Sunday, July 3, 2022

Nostalgia for the Unexperienced

 A curious thing happens when I watch a film or read a book made or set in the 1940s. I get nostalgic. This is curious because I was born the following decade so the nostalgia is for a time I never knew – not first hand. Yet all of us have experienced it second or third hand whether we are conscious of it or not. Even if you’re a GenZ who has never watched Out of the Past or read Raymond Chandler, the tropes from them and their ilk have been recycled time and again in subsequent popular culture. The myths of modern American culture are largely tied to the 1940s and are better for it. Our values and self-images still have roots in the decade. How many of us still identify with Rick in Casablanca: cynical and egoistic on the outside but sentimental under the surface and ready to do the right thing when push comes to shove? Also, the era’s music (which played in my house when I grew up) is pretty good.
 
The flaws of the actual denizens of the 1940s were not subtle or minor – at their worst they were truly awful – but most folks were well-meaning at the core. The generation that experienced the 1940s as adults is almost gone, but those of us who knew it intimately as our parents (or less intimately as grandparents) miss the sheer competence and common sense it brought to the table – a competence born of necessity from Depression and war. Even though we didn’t know our parents in their youths, we are familiar enough with their older selves to know when the “feel” is wrong about fictional characters set in the ‘40s in modern books and movies. We also appreciate it when the feel is right.


 
James Kestrel (a pseudonym btw) gets it right in large ways and small in his noir detective/historical novel Five Decembers, which is better than one might expect from the pulp-ish cover. Just before Thanksgiving in 1941, a Honolulu detective Joe McGrady is assigned to investigate a double homicide. The victims turn out to be Admiral Kimmel’s nephew and a young woman from the Japanese consulate. As a reader one doesn’t need to be very much of a historian to see the implications of a relationship between those two, and even McGrady (without the benefit of hindsight) has a hint of it due to the diplomatic situation. Kimmel overrides jurisdictional and budget issues, giving McGrady (to his chief’s annoyance) a blank check to pursue the investigation. McGrady follows his best suspect (possibly German) across the Pacific by Pan Am Clipper to Manila and then to Hong Kong. The timing is inauspicious. The Japanese attack Pearl Harbor and take Hong Kong. McGrady is shipped to Japan with other Western prisoners where more intrigue follows involving relatives of the murdered consulate girl. The case doesn’t end with the war. (I normally wouldn’t mention that, but the title of the book tips it off anyway.) Kestrel, who has resided in Taiwan and Oahu, did solid historical research for his book and visited sites he mentions on the ground. There is romance along with the action, and it is both seedy and innocent in that peculiar 1940s way. If you like noir-ish detective fiction, I can’t recommend this book enough.
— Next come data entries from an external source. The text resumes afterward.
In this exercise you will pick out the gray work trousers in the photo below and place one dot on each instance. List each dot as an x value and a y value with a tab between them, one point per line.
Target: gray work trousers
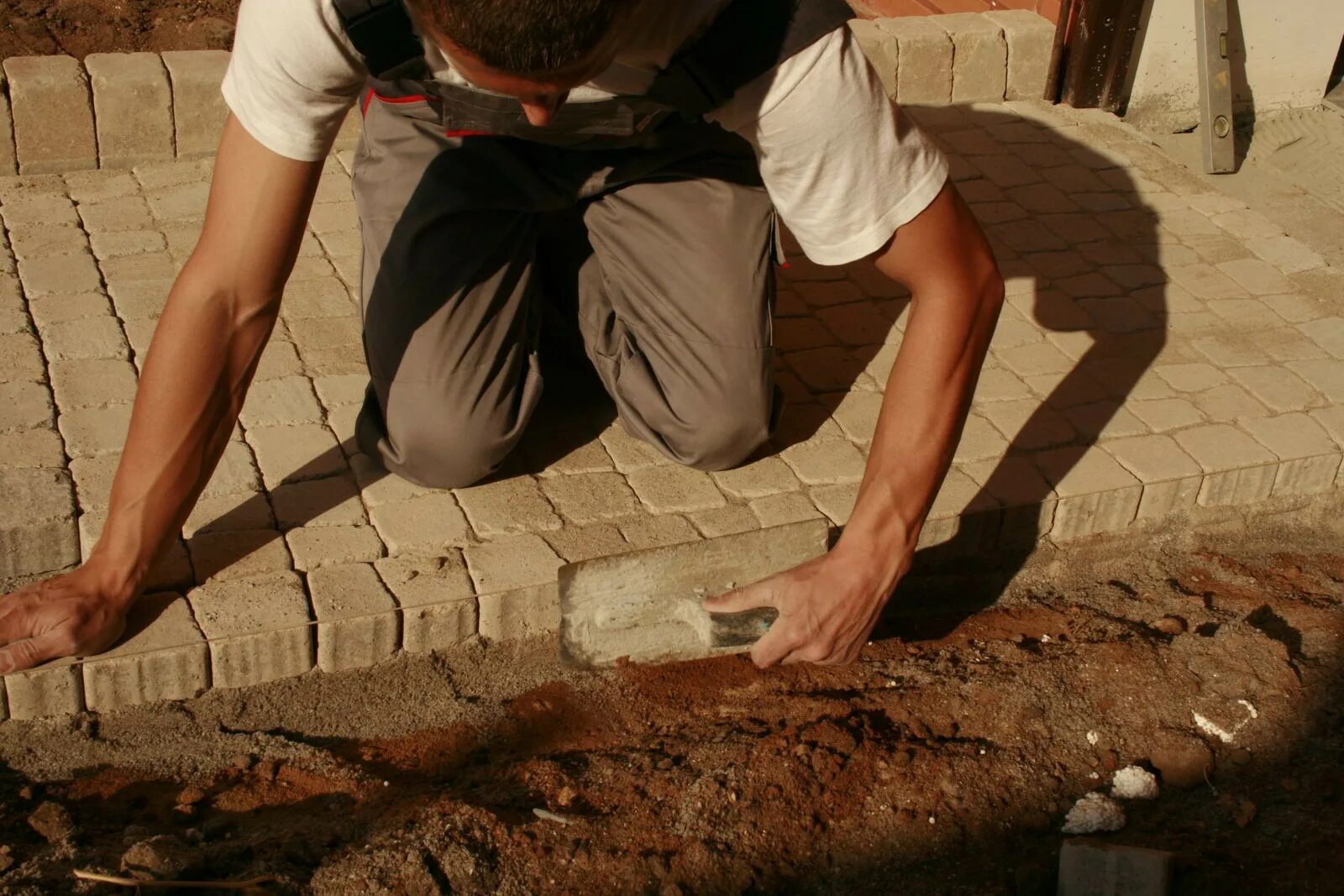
665	250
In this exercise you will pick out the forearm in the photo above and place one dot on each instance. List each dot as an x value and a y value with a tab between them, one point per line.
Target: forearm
195	376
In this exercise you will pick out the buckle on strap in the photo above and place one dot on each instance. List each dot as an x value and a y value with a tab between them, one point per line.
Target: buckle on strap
382	33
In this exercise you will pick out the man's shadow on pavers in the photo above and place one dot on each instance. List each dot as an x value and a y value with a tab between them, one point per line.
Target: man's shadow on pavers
1097	221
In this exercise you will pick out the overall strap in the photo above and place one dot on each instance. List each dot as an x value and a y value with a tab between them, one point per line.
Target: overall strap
385	36
748	39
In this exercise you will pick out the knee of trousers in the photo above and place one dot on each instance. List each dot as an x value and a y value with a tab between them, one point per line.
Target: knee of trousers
721	438
445	450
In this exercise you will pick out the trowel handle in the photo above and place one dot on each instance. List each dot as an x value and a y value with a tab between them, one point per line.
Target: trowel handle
741	629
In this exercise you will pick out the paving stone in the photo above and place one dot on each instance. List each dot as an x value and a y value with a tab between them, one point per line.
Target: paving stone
675	490
93	432
780	510
53	114
239	553
319	503
1280	389
1030	40
925	51
826	463
38	531
726	520
33	448
591	497
356	617
199	109
296	453
259	629
1310	458
60	275
24	406
658	531
1171	477
577	543
763	477
1093	492
163	656
436	598
132	107
51	689
1236	469
223	512
85	338
507	506
423	524
979	56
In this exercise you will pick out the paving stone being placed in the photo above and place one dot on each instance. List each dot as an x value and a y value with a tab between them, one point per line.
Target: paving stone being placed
199	109
358	625
436	598
38	531
132	105
53	114
163	656
979	56
259	629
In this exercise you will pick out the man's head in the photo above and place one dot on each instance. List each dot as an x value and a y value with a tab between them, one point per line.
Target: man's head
535	50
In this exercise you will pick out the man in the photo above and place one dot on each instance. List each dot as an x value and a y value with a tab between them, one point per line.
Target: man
522	159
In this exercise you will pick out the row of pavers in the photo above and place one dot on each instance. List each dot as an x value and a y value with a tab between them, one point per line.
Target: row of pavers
118	110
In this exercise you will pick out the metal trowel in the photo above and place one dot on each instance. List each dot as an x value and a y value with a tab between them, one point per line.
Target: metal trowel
647	606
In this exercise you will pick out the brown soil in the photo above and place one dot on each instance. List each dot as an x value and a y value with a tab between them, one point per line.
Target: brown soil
80	27
945	759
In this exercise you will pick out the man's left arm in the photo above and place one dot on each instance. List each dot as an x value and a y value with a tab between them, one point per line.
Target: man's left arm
830	606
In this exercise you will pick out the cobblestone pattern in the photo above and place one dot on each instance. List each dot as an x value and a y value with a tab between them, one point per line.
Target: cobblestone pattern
1163	347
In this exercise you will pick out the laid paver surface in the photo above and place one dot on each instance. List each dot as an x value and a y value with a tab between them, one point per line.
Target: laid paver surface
1162	345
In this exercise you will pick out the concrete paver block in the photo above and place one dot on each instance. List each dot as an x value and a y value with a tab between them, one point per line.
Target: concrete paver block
436	598
259	629
8	164
199	109
675	490
132	105
38	531
53	114
979	56
1236	469
356	617
507	506
1089	868
591	497
163	656
51	689
924	76
880	49
1030	40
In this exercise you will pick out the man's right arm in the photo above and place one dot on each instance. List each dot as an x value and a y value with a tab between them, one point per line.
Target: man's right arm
201	362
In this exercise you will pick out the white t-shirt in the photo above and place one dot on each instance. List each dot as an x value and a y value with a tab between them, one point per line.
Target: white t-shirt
842	165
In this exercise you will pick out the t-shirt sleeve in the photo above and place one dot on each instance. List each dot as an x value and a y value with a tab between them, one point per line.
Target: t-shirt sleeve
842	164
293	76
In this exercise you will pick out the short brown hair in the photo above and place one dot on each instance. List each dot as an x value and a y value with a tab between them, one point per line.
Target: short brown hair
522	36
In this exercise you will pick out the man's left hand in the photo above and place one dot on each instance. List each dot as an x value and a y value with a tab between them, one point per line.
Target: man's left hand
827	607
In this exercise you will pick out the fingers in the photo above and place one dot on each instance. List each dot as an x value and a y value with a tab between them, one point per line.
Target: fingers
748	598
33	652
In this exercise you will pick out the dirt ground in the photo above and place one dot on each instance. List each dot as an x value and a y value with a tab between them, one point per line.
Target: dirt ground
80	27
942	762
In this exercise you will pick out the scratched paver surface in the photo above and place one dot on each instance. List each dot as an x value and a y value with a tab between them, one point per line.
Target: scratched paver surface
1162	345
The next novel I picked up (by no coincidence) was Razzmatazz by Christopher Moore. This is a sequel to his novel Noir, which was published a few years ago. It is possible to read Razzmatazz as a standalone but I wouldn’t recommend it; there are far too many callbacks to the first book. In Noir, set in 1947 San Francisco, the protagonists aren’t special. Sammy is a bartender and Stilton (“the Cheese”) is a waitress. When they by happenstance become embroiled in murder, corrupt police, renegade federal agents, and a secret organization of one-percenters, the two must punch seriously above their weights to survive. To throw a characteristically Moore-ish absurdity into the mix, behind all the commotion is a mysterious event that took place in Roswell, New Mexico.
 
In Razzmatazz we are back with Sammy, Stilton, and side characters from Noir. The plot this time centers on murders in two of the city’s lesbian drag king bars (based on two real establishments of the time), the recovery of a dragon statue to settle a debt with a Tong gangster, and flashbacks to pre-1906 China and Chinatown. Moore again captures the ‘40s patter, taking it over the top just enough to be enjoyable without falling into outright parody. Moore warns us up front of the book’s era-appropriate un-PC dialogue. Again there are absurdist elements. The opening line to Chapter 9 (“There was a lot more tap-dancing involved in the shoot-out than I would have expected”) is the tamest example. “Scooter” (from the Roswell incident) makes a reappearance along with elements that really would be a spoiler to mention.
 
It’s a fun read, but read Noir first. Really.
 
So now I’ll somewhat reluctantly leave the ‘40s behind for a while (to the extent any of us ever can) but not before slipping some ‘40s tunes in the stereo cd disc tray – maybe some Ella Mae Morse who was always five-by-five in a better sense than in her song.